Google DeepMind lance l'AI Control Roadmap pour sécuriser ses agents IA, dont Gemini Spark, via une surveillance système inspirée du standard MITRE ATT&CK.

Google DeepMind formalise sa façon de surveiller les agents IA déployés au sein de Google, dans un cadre baptisé AI Control Roadmap. Le principe inverse l'hypothèse habituelle : plutôt que de présumer un agent aligné sur nos intentions, on part du cas où il ne le serait pas et agirait de façon inattendue. À l'alignement des modèles, posé comme première défense, s'ajoute alors une couche de sécurité au niveau système, censée tenir même quand l'alignement échoue.

Les agents non fiables y sont traités comme des menaces internes, à la manière d'un employé déjà doté d'accès, selon une modélisation calquée sur le standard MITRE ATT&CK. D'autres IA de confiance jouent les superviseurs : elles passent en revue en continu le raisonnement, les actions et les plans de l'agent, et bloquent une manœuvre nuisible avant qu'elle ne fasse des dégâts.
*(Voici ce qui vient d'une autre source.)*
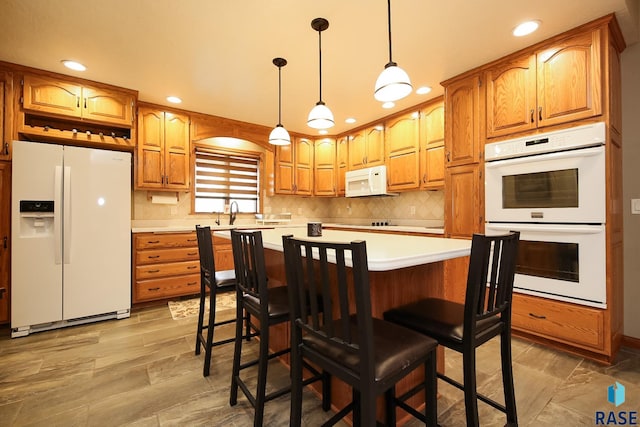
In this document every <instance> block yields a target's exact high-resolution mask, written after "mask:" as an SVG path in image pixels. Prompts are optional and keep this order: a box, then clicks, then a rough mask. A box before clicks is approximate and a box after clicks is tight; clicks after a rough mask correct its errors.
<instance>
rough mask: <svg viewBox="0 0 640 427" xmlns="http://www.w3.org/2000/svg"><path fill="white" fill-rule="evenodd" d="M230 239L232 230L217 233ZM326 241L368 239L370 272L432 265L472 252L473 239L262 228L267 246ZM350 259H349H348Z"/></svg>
mask: <svg viewBox="0 0 640 427" xmlns="http://www.w3.org/2000/svg"><path fill="white" fill-rule="evenodd" d="M214 234H215V235H218V236H220V237H226V238H230V234H231V233H230V232H229V231H219V232H216V233H214ZM287 234H291V235H293V236H294V237H297V238H301V239H309V240H321V241H326V242H351V241H355V240H364V241H366V242H367V258H368V266H369V270H370V271H389V270H396V269H399V268H405V267H413V266H416V265H423V264H430V263H434V262H439V261H444V260H447V259H452V258H458V257H462V256H466V255H469V253H470V252H471V240H464V239H450V238H441V237H426V236H405V235H392V234H381V233H366V232H358V231H342V230H322V236H320V237H307V229H306V228H299V227H298V228H293V227H291V228H277V229H270V230H262V241H263V244H264V247H265V249H272V250H275V251H280V252H282V251H283V248H282V236H283V235H287ZM347 261H348V260H347Z"/></svg>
DeepMind signale toutefois une limite : si les modèles apprennent à masquer leur raisonnement, lire leur chaîne de pensée ne suffira plus, et il faudra ausculter leur comportement, voire leurs rouages internes. Pour calibrer ces moniteurs, l'équipe dit avoir passé au crible un million de trajectoires d'agents de code, de quoi doter l'agent Gemini Spark d'une surveillance en temps réel, notamment contre la suppression involontaire de données. La plupart des incidents, précise-t-elle, tiennent moins à une intention malveillante qu'à un excès de zèle ou à une mauvaise interprétation. Un cadre pour décideurs, Three Layers of Agent Security, accompagne la publication.